Solution 1: Let users fill the database column (after filtering the given code for any possible php codes) and save it into a 'master' file, from which the final view is being extended. User may use given codes for content replacement

//master.blade.php
<html>
<head>
<%token%>
</head>
<body>
<%content%>
...
<%scripts%>
</body>
</html>

In the above code, the <% content %>

should be replaced by

@yield('content')

before the actual view is processed.

//final.blade.php
@extends('layouts.master')
@section('content')
...
@endsection

So the controller, saves the database column content into master.blade.php and then calls the view('final') function as necessary.

//In Controller
//Save the contents of database column in master.blade.php
return view('final',$data);

But this is NOT a GOOD solution. File write operation for every request, cache problems, security issues (such as service side execution script injection) etc. An alternate to this is having a master for each user, created only when the user makes changes in the template column. Thus benefiting from lesser file write operations, but file overload on the server because a file for every user in the file-system.
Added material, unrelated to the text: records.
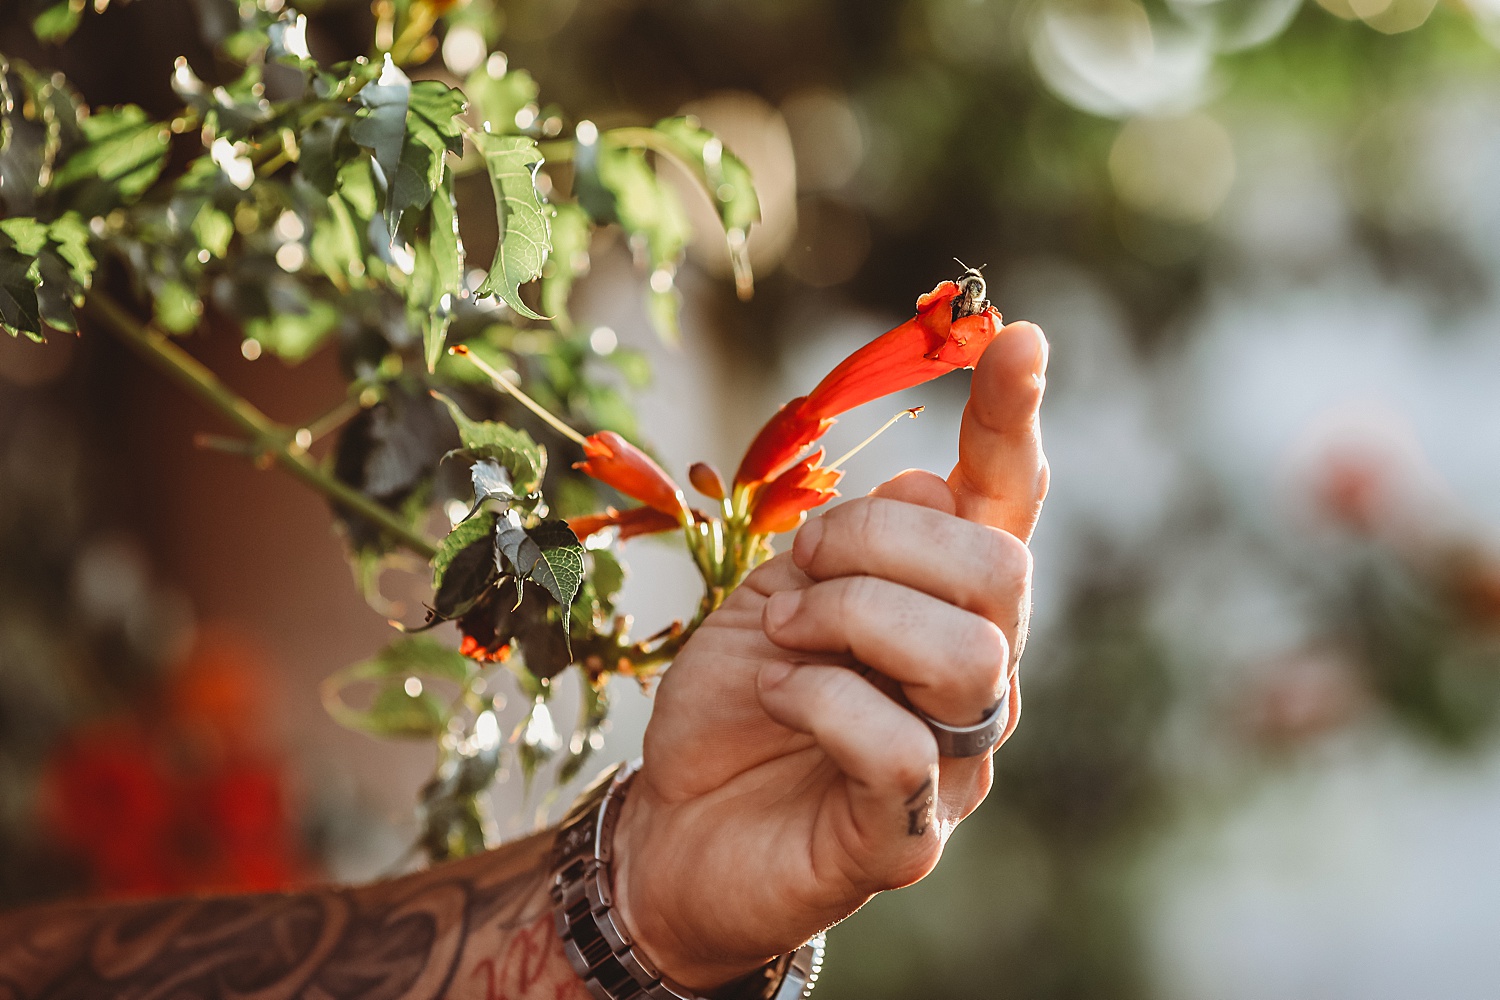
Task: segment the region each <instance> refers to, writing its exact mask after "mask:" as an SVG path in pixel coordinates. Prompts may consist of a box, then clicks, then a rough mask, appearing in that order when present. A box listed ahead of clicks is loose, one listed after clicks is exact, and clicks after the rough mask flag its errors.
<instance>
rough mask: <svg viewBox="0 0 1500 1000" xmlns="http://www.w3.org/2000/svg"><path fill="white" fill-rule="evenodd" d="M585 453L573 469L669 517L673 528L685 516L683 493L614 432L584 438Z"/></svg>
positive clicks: (604, 432)
mask: <svg viewBox="0 0 1500 1000" xmlns="http://www.w3.org/2000/svg"><path fill="white" fill-rule="evenodd" d="M583 454H586V456H588V457H586V459H583V460H582V462H574V463H573V468H574V469H582V471H583V472H586V474H588V475H592V477H594V478H595V480H598V481H600V483H606V484H609V486H613V487H615V489H616V490H619V492H621V493H624V495H625V496H631V498H634V499H637V501H640V502H642V504H645V505H646V507H651V508H654V510H657V511H660V513H663V514H666V516H669V517H670V519H672V523H673V525H678V523H679V519H681V517H682V516H684V514H687V504H685V502H684V501H682V490H681V489H678V486H676V483H673V481H672V477H670V475H667V474H666V472H663V471H661V466H660V465H657V463H655V462H652V460H651V456H648V454H646V453H645V451H642V450H640V448H637V447H636V445H633V444H630V442H628V441H625V439H624V438H621V436H619V435H616V433H615V432H613V430H600V432H598V433H592V435H589V436H588V438H585V439H583Z"/></svg>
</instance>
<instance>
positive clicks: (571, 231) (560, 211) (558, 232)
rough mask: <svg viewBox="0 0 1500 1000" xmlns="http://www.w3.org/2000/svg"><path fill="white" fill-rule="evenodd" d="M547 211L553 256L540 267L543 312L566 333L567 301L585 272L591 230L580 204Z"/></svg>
mask: <svg viewBox="0 0 1500 1000" xmlns="http://www.w3.org/2000/svg"><path fill="white" fill-rule="evenodd" d="M550 208H552V253H550V255H549V256H547V262H546V265H543V268H541V312H544V313H547V315H549V316H552V318H553V325H555V327H556V328H558V330H562V331H564V333H565V331H568V330H571V328H573V316H571V315H570V313H568V310H567V300H568V295H571V292H573V282H574V280H577V277H579V276H580V274H583V273H586V271H588V246H589V237H591V235H592V234H594V229H592V225H591V223H589V217H588V213H586V211H583V208H582V205H577V204H574V202H562V204H555V205H550Z"/></svg>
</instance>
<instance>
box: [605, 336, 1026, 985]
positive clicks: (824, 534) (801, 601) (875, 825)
mask: <svg viewBox="0 0 1500 1000" xmlns="http://www.w3.org/2000/svg"><path fill="white" fill-rule="evenodd" d="M1046 363H1047V345H1046V340H1044V337H1043V334H1041V330H1038V328H1037V327H1035V325H1032V324H1026V322H1017V324H1011V325H1008V327H1005V328H1004V330H1002V331H1001V334H999V336H998V337H996V339H995V342H993V343H992V346H990V348H989V351H987V352H986V354H984V357H983V360H981V361H980V364H978V367H977V370H975V375H974V387H972V391H971V400H969V405H968V409H966V411H965V418H963V427H962V432H960V450H959V465H957V466H956V468H954V471H953V474H951V475H950V477H948V480H947V483H945V481H944V480H941V478H939V477H936V475H933V474H929V472H916V471H912V472H906V474H903V475H898V477H895V478H894V480H891V481H888V483H885V484H883V486H880V487H879V489H876V490H874V492H873V493H871V496H868V498H861V499H855V501H850V502H847V504H843V505H840V507H837V508H834V510H831V511H828V513H826V514H823V516H820V517H814V519H813V520H810V522H808V523H807V525H805V526H804V528H802V529H801V531H799V532H798V537H796V541H795V544H793V549H792V552H790V553H783V555H780V556H777V558H774V559H771V561H769V562H766V564H765V565H762V567H760V568H757V570H756V571H754V573H753V574H751V576H750V577H748V579H747V580H745V583H744V585H741V586H739V588H738V589H736V591H735V592H733V594H732V595H730V597H729V598H727V600H726V601H724V604H723V606H721V607H720V609H718V610H717V612H714V613H712V615H711V616H708V619H706V621H705V622H703V625H702V627H700V628H699V630H697V631H696V634H694V636H693V637H691V640H690V642H688V643H687V645H685V646H684V649H682V652H681V654H679V655H678V658H676V661H675V663H673V666H672V670H669V672H667V675H666V676H664V679H663V681H661V687H660V690H658V693H657V705H655V712H654V715H652V720H651V724H649V727H648V729H646V736H645V753H643V768H642V771H640V774H639V775H637V777H636V780H634V784H633V787H631V792H630V795H628V798H627V799H625V807H624V813H622V816H621V822H619V826H618V829H616V832H615V843H616V870H615V898H616V912H618V913H619V916H621V918H622V919H624V921H625V924H627V927H628V928H630V931H631V933H633V934H634V937H636V940H637V943H639V945H640V946H642V949H643V951H645V954H646V955H648V957H651V958H652V960H654V961H655V963H657V964H658V966H660V967H661V969H663V970H664V972H666V973H667V975H669V976H672V978H673V979H676V981H678V982H681V984H682V985H685V987H690V988H694V990H708V988H712V987H715V985H718V984H721V982H726V981H729V979H732V978H735V976H738V975H741V973H745V972H748V970H751V969H754V967H757V966H760V964H765V963H766V961H769V960H771V958H774V957H775V955H780V954H784V952H789V951H792V949H795V948H796V946H798V945H801V943H802V942H804V940H805V939H807V937H810V936H811V934H813V933H816V931H819V930H822V928H825V927H828V925H831V924H835V922H837V921H840V919H843V918H844V916H847V915H849V913H852V912H853V910H856V909H858V907H859V906H862V904H864V903H865V901H867V900H868V898H870V897H871V895H873V894H874V892H879V891H882V889H894V888H898V886H904V885H910V883H912V882H916V880H918V879H921V877H922V876H926V874H927V873H929V871H932V868H933V867H935V865H936V864H938V859H939V856H941V855H942V849H944V844H945V841H947V838H948V835H950V834H951V832H953V829H954V826H957V823H959V822H960V820H962V819H963V817H966V816H968V814H969V813H972V811H974V808H975V807H978V804H980V802H981V801H983V799H984V796H986V793H987V792H989V789H990V781H992V777H993V768H992V762H990V757H989V756H984V757H972V759H948V757H939V756H938V748H936V742H935V739H933V736H932V733H930V732H929V729H927V727H926V726H924V724H922V721H921V720H919V718H918V717H916V715H913V714H912V712H910V711H907V709H906V708H903V706H901V705H900V703H898V702H897V700H894V699H892V696H895V697H904V699H906V700H909V702H910V705H912V706H915V708H916V709H919V711H922V712H926V714H929V715H930V717H933V718H936V720H939V721H944V723H948V724H953V726H968V724H972V723H975V721H978V720H980V718H981V717H983V715H984V714H986V712H987V711H989V709H990V708H992V706H993V705H995V703H996V702H999V700H1001V699H1007V700H1008V706H1010V720H1008V726H1007V732H1005V736H1007V738H1008V736H1010V732H1011V730H1014V727H1016V723H1017V720H1019V714H1020V679H1019V675H1017V670H1016V666H1017V661H1019V658H1020V651H1022V646H1023V643H1025V637H1026V622H1028V616H1029V609H1031V598H1029V594H1031V555H1029V552H1028V549H1026V544H1025V543H1026V541H1028V540H1029V538H1031V532H1032V528H1034V526H1035V523H1037V516H1038V513H1040V508H1041V501H1043V496H1044V495H1046V492H1047V463H1046V459H1044V456H1043V451H1041V439H1040V424H1038V406H1040V403H1041V396H1043V387H1044V372H1046ZM849 667H856V669H849ZM864 667H868V670H871V673H868V675H862V673H861V670H862V669H864Z"/></svg>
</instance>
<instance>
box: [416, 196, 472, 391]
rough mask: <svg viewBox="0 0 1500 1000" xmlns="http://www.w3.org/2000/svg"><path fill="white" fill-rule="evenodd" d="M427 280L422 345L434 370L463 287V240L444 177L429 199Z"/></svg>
mask: <svg viewBox="0 0 1500 1000" xmlns="http://www.w3.org/2000/svg"><path fill="white" fill-rule="evenodd" d="M425 258H426V265H428V268H429V271H431V276H429V279H428V285H429V288H428V297H426V298H428V301H426V322H425V324H423V327H422V346H423V354H425V355H426V360H428V370H429V372H435V370H437V367H438V358H441V357H443V346H444V343H446V342H447V336H449V325H450V324H452V322H453V310H455V307H456V306H458V298H459V291H460V289H462V288H463V243H462V241H460V240H459V219H458V211H456V199H455V195H453V181H452V178H446V180H444V181H443V184H441V186H440V187H438V192H437V195H435V196H434V198H432V211H431V220H429V231H428V241H426V255H425Z"/></svg>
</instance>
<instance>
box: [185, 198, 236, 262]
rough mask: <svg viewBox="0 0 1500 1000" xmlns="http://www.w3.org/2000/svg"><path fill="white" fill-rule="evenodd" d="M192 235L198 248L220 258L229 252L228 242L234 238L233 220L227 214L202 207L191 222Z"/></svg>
mask: <svg viewBox="0 0 1500 1000" xmlns="http://www.w3.org/2000/svg"><path fill="white" fill-rule="evenodd" d="M192 234H193V237H196V240H198V246H201V247H202V249H205V250H208V253H211V255H213V256H217V258H222V256H223V255H225V253H228V252H229V240H233V238H234V220H233V219H229V216H228V213H223V211H219V210H217V208H214V207H211V205H204V207H202V208H201V210H199V211H198V214H196V216H193V220H192Z"/></svg>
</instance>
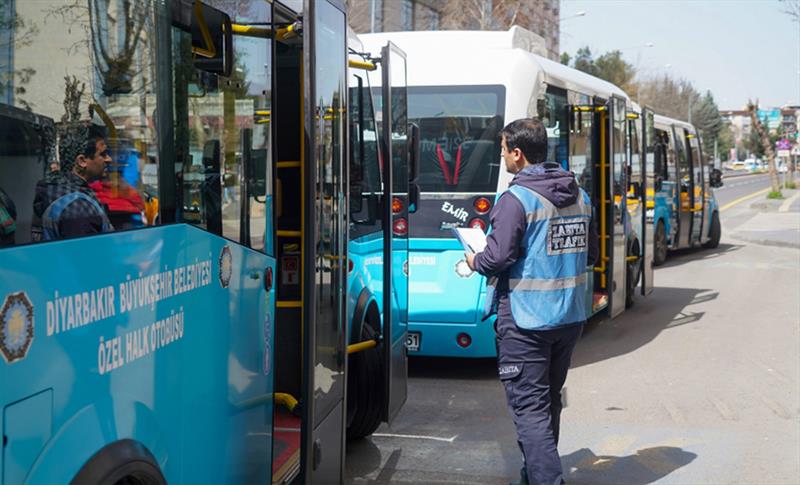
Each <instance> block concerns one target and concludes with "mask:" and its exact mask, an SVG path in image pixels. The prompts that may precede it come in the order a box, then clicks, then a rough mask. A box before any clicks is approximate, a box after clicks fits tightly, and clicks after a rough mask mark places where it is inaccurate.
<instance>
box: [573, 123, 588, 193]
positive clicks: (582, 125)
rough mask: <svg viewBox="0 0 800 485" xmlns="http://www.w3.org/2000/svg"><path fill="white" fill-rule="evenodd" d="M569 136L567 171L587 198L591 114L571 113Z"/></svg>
mask: <svg viewBox="0 0 800 485" xmlns="http://www.w3.org/2000/svg"><path fill="white" fill-rule="evenodd" d="M571 120H572V125H571V127H570V134H569V169H570V170H571V171H572V173H574V174H575V178H576V179H577V180H578V183H579V184H580V185H581V187H583V190H585V191H586V193H587V194H589V196H591V195H592V192H593V191H592V184H593V180H592V168H593V160H592V120H593V114H592V113H591V112H588V113H586V112H581V111H573V113H572V115H571Z"/></svg>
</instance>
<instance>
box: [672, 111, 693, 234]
mask: <svg viewBox="0 0 800 485" xmlns="http://www.w3.org/2000/svg"><path fill="white" fill-rule="evenodd" d="M673 133H674V135H673V136H674V140H675V158H676V162H677V179H676V184H677V185H678V194H677V197H678V217H677V218H676V219H677V220H676V222H677V225H678V228H677V244H675V243H674V240H673V245H675V247H678V248H684V247H688V246H689V245H690V244H691V234H692V209H693V208H694V197H693V194H694V183H693V181H692V170H691V160H690V158H689V151H688V146H687V142H688V141H689V140H688V138H687V136H686V135H687V133H686V131H685V130H684V129H683V128H681V127H677V126H675V127H673Z"/></svg>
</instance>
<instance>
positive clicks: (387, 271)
mask: <svg viewBox="0 0 800 485" xmlns="http://www.w3.org/2000/svg"><path fill="white" fill-rule="evenodd" d="M381 62H382V66H381V68H382V80H381V82H382V86H383V93H382V97H383V99H382V111H383V112H382V125H381V127H382V136H383V145H384V146H385V147H388V148H389V149H387V150H386V151H385V153H386V155H385V157H384V163H386V164H387V166H385V167H384V186H385V187H391V188H392V198H391V200H387V203H385V204H384V207H383V210H384V217H385V219H384V220H387V221H392V222H391V224H386V225H385V226H384V275H385V278H386V280H390V281H391V282H392V284H391V288H389V289H388V290H389V291H384V293H383V336H384V341H383V343H382V345H383V349H384V351H385V354H384V365H385V367H386V372H387V376H386V377H387V379H386V381H385V400H384V410H383V418H384V421H386V422H388V423H391V422H392V420H394V418H395V416H397V413H398V412H399V411H400V408H401V407H402V406H403V404H404V403H405V402H406V399H407V396H408V389H407V381H408V353H407V348H406V338H407V333H408V332H407V329H408V287H409V283H408V280H409V278H408V272H409V262H408V217H409V214H410V213H411V212H413V211H414V210H415V207H416V204H417V202H418V201H417V198H418V194H419V192H418V190H415V189H416V187H415V185H414V184H413V183H411V181H410V178H409V173H411V174H412V179H413V173H414V172H415V170H410V167H414V166H416V154H414V155H413V157H410V155H412V151H410V150H409V147H410V146H415V145H416V143H409V140H410V138H411V137H412V135H413V133H415V130H413V129H411V130H410V129H409V125H408V89H407V77H406V55H405V53H404V52H403V51H402V50H401V49H399V48H398V47H397V46H396V45H394V44H393V43H391V42H389V43H388V44H387V45H386V47H384V48H383V49H381ZM413 136H415V135H413ZM412 158H413V159H412Z"/></svg>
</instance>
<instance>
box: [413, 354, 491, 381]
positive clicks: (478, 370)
mask: <svg viewBox="0 0 800 485" xmlns="http://www.w3.org/2000/svg"><path fill="white" fill-rule="evenodd" d="M496 363H497V359H495V358H494V357H490V358H485V359H459V358H452V357H413V358H410V359H408V375H409V377H414V378H418V379H469V380H489V379H491V380H496V379H497V365H496Z"/></svg>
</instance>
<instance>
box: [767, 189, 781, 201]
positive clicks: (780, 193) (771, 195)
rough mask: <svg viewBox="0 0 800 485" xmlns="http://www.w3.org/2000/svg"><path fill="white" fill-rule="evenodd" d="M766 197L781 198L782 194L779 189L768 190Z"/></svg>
mask: <svg viewBox="0 0 800 485" xmlns="http://www.w3.org/2000/svg"><path fill="white" fill-rule="evenodd" d="M767 199H783V194H782V193H781V191H780V190H770V191H769V192H768V193H767Z"/></svg>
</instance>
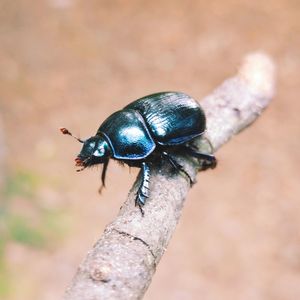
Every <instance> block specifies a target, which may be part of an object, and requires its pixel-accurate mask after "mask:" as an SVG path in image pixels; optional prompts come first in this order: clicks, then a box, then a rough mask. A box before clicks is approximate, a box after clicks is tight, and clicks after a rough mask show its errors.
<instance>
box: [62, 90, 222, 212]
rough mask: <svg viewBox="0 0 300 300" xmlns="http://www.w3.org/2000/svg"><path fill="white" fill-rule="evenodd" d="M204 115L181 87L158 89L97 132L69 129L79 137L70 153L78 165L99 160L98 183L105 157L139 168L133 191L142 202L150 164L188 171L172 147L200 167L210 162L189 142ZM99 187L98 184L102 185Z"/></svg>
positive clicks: (215, 159)
mask: <svg viewBox="0 0 300 300" xmlns="http://www.w3.org/2000/svg"><path fill="white" fill-rule="evenodd" d="M205 128H206V119H205V114H204V111H203V109H202V108H201V107H200V105H199V104H198V102H197V101H195V100H194V99H192V98H191V97H190V96H188V95H186V94H184V93H180V92H162V93H156V94H152V95H148V96H146V97H143V98H141V99H138V100H136V101H134V102H132V103H130V104H129V105H127V106H125V107H124V108H123V109H121V110H119V111H117V112H115V113H113V114H112V115H111V116H109V117H108V118H107V119H106V120H105V121H104V122H103V123H102V124H101V125H100V127H99V129H98V130H97V132H96V134H95V135H94V136H92V137H90V138H88V139H87V140H81V139H79V138H77V137H75V136H73V135H72V134H71V133H70V132H69V131H68V130H67V129H66V128H61V131H62V133H63V134H68V135H71V136H73V137H74V138H76V139H77V140H78V141H79V142H81V143H83V147H82V150H81V152H80V153H79V154H78V156H77V157H76V159H75V162H76V166H78V167H81V169H79V170H77V171H81V170H83V169H85V168H86V167H90V166H93V165H96V164H103V169H102V175H101V180H102V187H104V186H105V176H106V171H107V166H108V162H109V160H110V159H115V160H118V161H121V162H123V163H126V164H127V165H129V166H131V167H139V168H141V169H142V180H141V183H140V187H139V189H138V191H137V194H136V199H135V205H136V206H138V207H139V208H140V210H141V212H142V214H143V213H144V212H143V209H142V206H143V205H144V204H145V202H146V200H147V198H149V195H150V191H149V183H150V173H151V166H153V164H156V163H158V162H160V161H166V162H168V163H169V164H170V165H171V166H172V168H173V169H174V170H175V171H178V172H182V173H184V174H185V175H186V176H187V177H188V178H189V180H190V182H191V183H192V180H191V178H190V176H189V174H188V173H187V172H186V171H185V170H184V168H183V167H182V166H181V165H180V164H179V163H178V162H177V160H176V158H175V155H174V154H175V153H185V154H187V155H190V156H192V157H195V158H198V159H201V160H202V161H203V162H204V166H205V168H214V167H215V166H216V163H217V161H216V158H215V157H214V156H213V155H211V154H207V153H200V152H198V151H197V149H195V147H193V146H192V145H191V144H190V142H191V141H192V140H193V139H195V138H196V137H199V136H201V135H203V133H204V132H205ZM102 187H101V188H102Z"/></svg>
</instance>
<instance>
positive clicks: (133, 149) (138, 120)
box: [97, 109, 155, 160]
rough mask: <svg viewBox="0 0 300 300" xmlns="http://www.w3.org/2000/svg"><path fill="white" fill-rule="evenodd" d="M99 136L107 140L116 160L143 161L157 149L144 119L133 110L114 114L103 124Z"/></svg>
mask: <svg viewBox="0 0 300 300" xmlns="http://www.w3.org/2000/svg"><path fill="white" fill-rule="evenodd" d="M116 129H117V130H116ZM97 134H98V135H99V134H101V135H103V136H104V137H105V138H106V140H107V142H108V143H109V144H110V147H111V150H112V152H113V157H114V158H116V159H125V160H126V159H132V160H134V159H143V158H145V157H146V156H148V155H149V154H150V153H151V152H152V151H153V150H154V148H155V143H154V141H153V140H152V138H151V135H150V133H149V130H148V128H147V126H146V125H145V122H144V120H143V118H142V117H141V115H140V114H139V113H138V112H137V111H134V110H131V109H126V110H125V109H124V110H120V111H117V112H115V113H114V114H112V115H111V116H110V117H108V118H107V119H106V120H105V121H104V122H103V123H102V125H101V126H100V128H99V129H98V131H97Z"/></svg>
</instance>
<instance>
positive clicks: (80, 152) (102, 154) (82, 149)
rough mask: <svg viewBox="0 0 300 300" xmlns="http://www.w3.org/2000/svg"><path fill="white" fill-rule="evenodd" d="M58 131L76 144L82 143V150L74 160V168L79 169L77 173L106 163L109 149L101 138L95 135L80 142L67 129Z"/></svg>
mask: <svg viewBox="0 0 300 300" xmlns="http://www.w3.org/2000/svg"><path fill="white" fill-rule="evenodd" d="M60 131H61V132H62V133H63V134H67V135H70V136H72V137H73V138H75V139H76V140H77V141H78V142H80V143H82V144H83V146H82V149H81V151H80V153H79V154H78V156H77V157H76V158H75V162H76V166H77V167H81V169H79V170H77V171H82V170H83V169H85V168H87V167H91V166H93V165H96V164H102V163H104V162H106V161H107V160H108V158H109V156H110V148H109V145H108V143H107V142H106V141H105V140H104V138H103V137H101V136H99V135H95V136H92V137H90V138H89V139H87V140H85V141H84V140H82V139H80V138H78V137H76V136H74V135H73V134H72V133H71V132H70V131H69V130H68V129H66V128H64V127H62V128H60Z"/></svg>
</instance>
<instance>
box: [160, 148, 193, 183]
mask: <svg viewBox="0 0 300 300" xmlns="http://www.w3.org/2000/svg"><path fill="white" fill-rule="evenodd" d="M162 155H163V156H164V157H165V158H166V159H167V160H168V162H169V163H170V164H171V166H172V167H173V168H174V169H175V170H176V171H178V172H182V173H184V174H185V175H186V176H187V178H188V179H189V181H190V185H193V184H194V181H193V179H192V178H191V176H190V174H189V173H188V172H187V171H186V170H185V169H184V168H183V166H182V165H180V164H179V163H178V162H177V161H176V160H175V159H174V157H173V156H172V155H170V154H169V153H168V152H165V151H163V152H162Z"/></svg>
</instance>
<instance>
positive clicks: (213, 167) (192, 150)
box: [183, 146, 217, 170]
mask: <svg viewBox="0 0 300 300" xmlns="http://www.w3.org/2000/svg"><path fill="white" fill-rule="evenodd" d="M183 150H184V151H185V153H187V154H188V155H191V156H193V157H195V158H198V159H200V160H203V163H202V170H207V169H209V168H210V169H214V168H215V167H216V166H217V159H216V157H215V156H214V155H212V154H207V153H201V152H198V151H196V150H195V149H193V148H190V147H188V146H183Z"/></svg>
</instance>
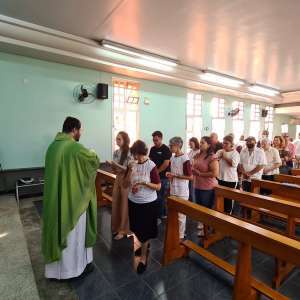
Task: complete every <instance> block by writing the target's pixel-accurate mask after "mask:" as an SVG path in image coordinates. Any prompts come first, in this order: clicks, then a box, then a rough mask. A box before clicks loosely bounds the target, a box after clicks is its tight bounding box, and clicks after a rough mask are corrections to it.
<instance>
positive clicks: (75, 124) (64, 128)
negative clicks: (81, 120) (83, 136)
mask: <svg viewBox="0 0 300 300" xmlns="http://www.w3.org/2000/svg"><path fill="white" fill-rule="evenodd" d="M80 128H81V123H80V121H79V120H78V119H76V118H73V117H67V118H66V119H65V121H64V125H63V132H64V133H70V132H72V131H73V129H78V130H79V129H80Z"/></svg>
Solution 2: Save the user's layout code into database column (no filtering necessary).

//In controller
$content = View::make('final',compact('data'));
$token = "<meta name='_token' content='" . csrf_token() ."'";
$scripts = View::make('final_scripts',compact('data'));

$view = str_replace_first("<%content%>", $content, $templateInDatabase);
$view = str_replace_first("<%token%>", $token, $view);
$view = str_replace_first("<%scripts%>", $scripts, $view);

return $view;

The user shall be made to include the three <%X%> tags in the template code. Benefits are no server side code execution, hence added security. Cache problems minimize as the final & final_scripts blade templates can be cached. But the string replacements add extra effort.